Lafayette is the only parish among ten that rejected a grant from the Louisiana Endowment for the Humanities which would have created a program to educate community members on the history of voting rights in the United States.
The grant would fund books, two guest speakers and discussion groups on the topic.
The board cited "partisan concerns" as the reason for rejecting the grant. Read their full statement, here.
Following that rejection, several groups have spoken out against the actions including the NAACP, ACLU of Louisiana, League of Women Voters and other local and state activist groups. Those groups say it's more than just a fight for neutrality.
"What should be a public dialogue, people can disagree with but we should be able to read books that we disagree with and bring principle facts to that discussion which was what the facilitation was supposed to be about," said Dr. Theodore Foster a professor of Black History at UL Lafayette.
Dr. Foster says the rejection of the LEH grant did not come as a surprise. Since the controversy, the board president Douglas Palombo reached out to the professor about still hosting the discussion.
"They still extended an invitation for me to come but only under the pretext that there be an informational debate in which a scholar of opposing views would be given space to debate and in many ways that feels inappropriate," said Dr. Foster.
Dr. foster says he has turned the invitation down.
"The other side of the story is Jim Crow laws and the KKK you can't run and hide from that," said State Senator Gerald Boudreaux on the controversy.
Senator Boudreaux says he was disappointed about the board's decision.
Boudreaux believes it isn't necessary to bring politics into a topic that concerns educating the community about a historical event.

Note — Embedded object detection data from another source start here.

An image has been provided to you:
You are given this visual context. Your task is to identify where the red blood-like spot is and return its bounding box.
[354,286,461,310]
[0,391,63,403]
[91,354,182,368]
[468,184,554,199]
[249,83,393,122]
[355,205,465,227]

"This library is respected as one of the top in the state and for us to refuse or to reject to have a conversation and for us to start talking about left and right, there is no left and right when we're talking about people in 2021," said Boudreaux.
KATC reached out to all the of board members who rejected the grant to ask why and who they would suggest be invited as well. We have yet to hear back back.
Dr. Foster says he hopes to have details on his voting rights talk at UL Lafayette confirmed by next week.
since the grant was rejected, longtime library Director Teresa Elberson retired.
The Lafayette Public Library Board of Control will hold a special meeting Wednesday, February 3 to appoint an interim library director.